La KWAT est engagée dans différents programmes non seulement dans l’État kachin mais aussi au nord de l’État shan où vivent également de nombreux Kachins. Nous menons dans ces deux régions un travail de recherche et de documentation sur les violations des droits de l’homme, proposons des campagnes de soins ou de formation sanitaire jusque dans les villages, travaillons au renforcement des capacités des populations au travers, par exemple, de formations aux Droits de l’homme ou au leadership.

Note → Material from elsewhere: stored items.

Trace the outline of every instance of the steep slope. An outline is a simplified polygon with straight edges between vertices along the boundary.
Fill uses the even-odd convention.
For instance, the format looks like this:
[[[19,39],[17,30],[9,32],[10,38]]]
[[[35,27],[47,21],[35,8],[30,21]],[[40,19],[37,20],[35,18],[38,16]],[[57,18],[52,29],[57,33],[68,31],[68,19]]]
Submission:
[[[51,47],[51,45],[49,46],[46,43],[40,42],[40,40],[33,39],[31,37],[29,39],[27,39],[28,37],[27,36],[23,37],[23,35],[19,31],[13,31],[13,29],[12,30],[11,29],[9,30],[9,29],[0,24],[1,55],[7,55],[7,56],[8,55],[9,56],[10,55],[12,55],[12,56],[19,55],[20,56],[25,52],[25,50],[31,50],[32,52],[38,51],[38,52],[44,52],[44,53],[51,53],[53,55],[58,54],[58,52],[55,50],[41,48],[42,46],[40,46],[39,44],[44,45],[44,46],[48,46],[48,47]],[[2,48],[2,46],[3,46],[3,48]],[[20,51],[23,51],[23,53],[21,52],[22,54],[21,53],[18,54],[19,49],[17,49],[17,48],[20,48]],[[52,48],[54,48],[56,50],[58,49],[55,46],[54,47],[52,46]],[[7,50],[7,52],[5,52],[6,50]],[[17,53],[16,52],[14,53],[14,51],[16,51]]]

Nous avons également un programme de lutte contre le trafic d’êtres humains et un autre, plus récent, d’émancipation politique, plus particulièrement destiné aux femmes et aux jeunes.

Contre le trafic d’êtres humains ?
Ce problème n’est pas nouveau. L’instabilité politique qui règne dans le pays, les difficultés économiques que connaissent les populations avaient déjà jeté nombre de femmes et de jeunes filles kachins dans les bras d’intermédiaires qui les ont ensuite vendues en Chine. Mais, avec le conflit qui perdure, la situation devient très préoccupante. L’afflux de déplacés à la frontière birmano-chinoise, le manque d’aide, de nourriture, vulnérabilisent les femmes et les jeunes filles. Nous avons ouvert à cette frontière un lieu d’accueil et un centre d’aide pour celles qui arrivent à s’échapper. Elles y trouvent un peu de réconfort et de soutien et nous leur proposons différentes formations professionnelles. Lorsqu’elles se sentent prêtes, elles peuvent retourner chez elles. Nous menons également des campagnes de sensibilisation sur cette question partout où nous le pouvons.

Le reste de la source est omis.